格闘技の世界に入って18年目を迎えます。
師匠はひとりだけ、松田利彦さんです。
松田さんはキックボクシングで日本チャンピオン、ボクシングに転向してもIBF日本チャンピオンになり世界タイトルマッチも戦っている方です。今でもお会いすると「はい」と「いいえ」しか言えません。
その松田さんですが、聞いても教えてくれないんです。
イソ「ひざ蹴りってどうやれば良いんですか?」
師匠「ひざを思いっきりぶつけるんだよっ!」
イソ「押忍っ」
イソ「左フックが力が入らないんですが・・・」
師匠「思いっきり殴るんだよ!」
イソ「押忍っ」
こんな感じです(泣)
だからひたすら師匠や先輩の練習や試合を見ていました。
それが練習の半分位を占めていたかもしれません。
その後、僕も格闘技を教えるようになって思うんですが、今は松田さんの気持ちがよ~く分かります。
今のジムって何でも手取り足取りものすごく丁寧に教えますよね。
だけど技術で勝負する世界ってのはやっぱり模範解答をもらってやるようじゃ駄目なんです。

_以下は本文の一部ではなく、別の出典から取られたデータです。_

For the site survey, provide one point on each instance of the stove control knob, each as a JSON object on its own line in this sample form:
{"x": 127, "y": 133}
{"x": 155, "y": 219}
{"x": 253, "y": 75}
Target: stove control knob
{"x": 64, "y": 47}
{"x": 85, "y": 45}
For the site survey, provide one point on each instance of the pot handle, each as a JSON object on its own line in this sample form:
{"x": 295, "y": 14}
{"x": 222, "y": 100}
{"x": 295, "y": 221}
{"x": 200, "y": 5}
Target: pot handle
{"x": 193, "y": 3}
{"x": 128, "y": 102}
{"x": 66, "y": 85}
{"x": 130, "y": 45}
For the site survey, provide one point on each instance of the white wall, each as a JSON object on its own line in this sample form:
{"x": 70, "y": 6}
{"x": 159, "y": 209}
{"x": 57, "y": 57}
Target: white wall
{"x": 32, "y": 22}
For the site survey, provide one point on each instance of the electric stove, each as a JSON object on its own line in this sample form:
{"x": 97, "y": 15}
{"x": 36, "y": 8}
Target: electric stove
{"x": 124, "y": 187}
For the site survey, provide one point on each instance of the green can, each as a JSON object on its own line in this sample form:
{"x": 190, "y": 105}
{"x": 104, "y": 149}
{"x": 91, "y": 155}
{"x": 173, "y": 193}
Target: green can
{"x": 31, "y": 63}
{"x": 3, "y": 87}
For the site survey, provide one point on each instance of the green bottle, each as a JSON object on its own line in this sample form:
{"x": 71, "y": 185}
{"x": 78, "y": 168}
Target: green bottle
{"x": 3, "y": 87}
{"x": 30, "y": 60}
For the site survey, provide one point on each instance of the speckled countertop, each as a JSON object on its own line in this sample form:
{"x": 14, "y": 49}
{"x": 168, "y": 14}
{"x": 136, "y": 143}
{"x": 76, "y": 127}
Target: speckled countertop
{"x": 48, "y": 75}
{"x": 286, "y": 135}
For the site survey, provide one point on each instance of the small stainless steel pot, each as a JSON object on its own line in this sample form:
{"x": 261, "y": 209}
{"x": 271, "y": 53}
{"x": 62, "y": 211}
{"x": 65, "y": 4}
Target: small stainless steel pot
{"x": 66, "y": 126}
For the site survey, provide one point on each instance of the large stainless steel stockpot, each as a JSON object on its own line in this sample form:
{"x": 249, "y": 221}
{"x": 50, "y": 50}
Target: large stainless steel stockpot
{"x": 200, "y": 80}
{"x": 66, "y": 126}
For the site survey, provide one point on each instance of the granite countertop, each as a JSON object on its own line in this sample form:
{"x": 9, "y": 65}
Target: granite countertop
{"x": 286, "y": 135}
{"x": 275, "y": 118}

ひとつの技を覚えるのに師匠や先輩の技術を見て学んで、何度も何度も反復しやっと自分の型になる。そんな地味な作業の積み重ねなんです。
そもそも「学ぶ」とは「真似ぶ」から派生した言葉だそうです。
だから僕は例えば首相撲と膝蹴りなら誰にも負けなかった。
他には何もなかったけれど・・・
ひとつの技を丹念に磨いていく。
そうやって自分の必殺技になっていくんです。
やっぱり試合で追い込まれた時に最後に頼るのは自分の得意技ですから。
それって世界レベルの選手でもせいぜいひとつか二つでしょう?
器用貧乏に何でもこなせる選手は逆に頼るものが無いんです。
うちの選手でいうとsouji niihoriの腕十字は良いと思います。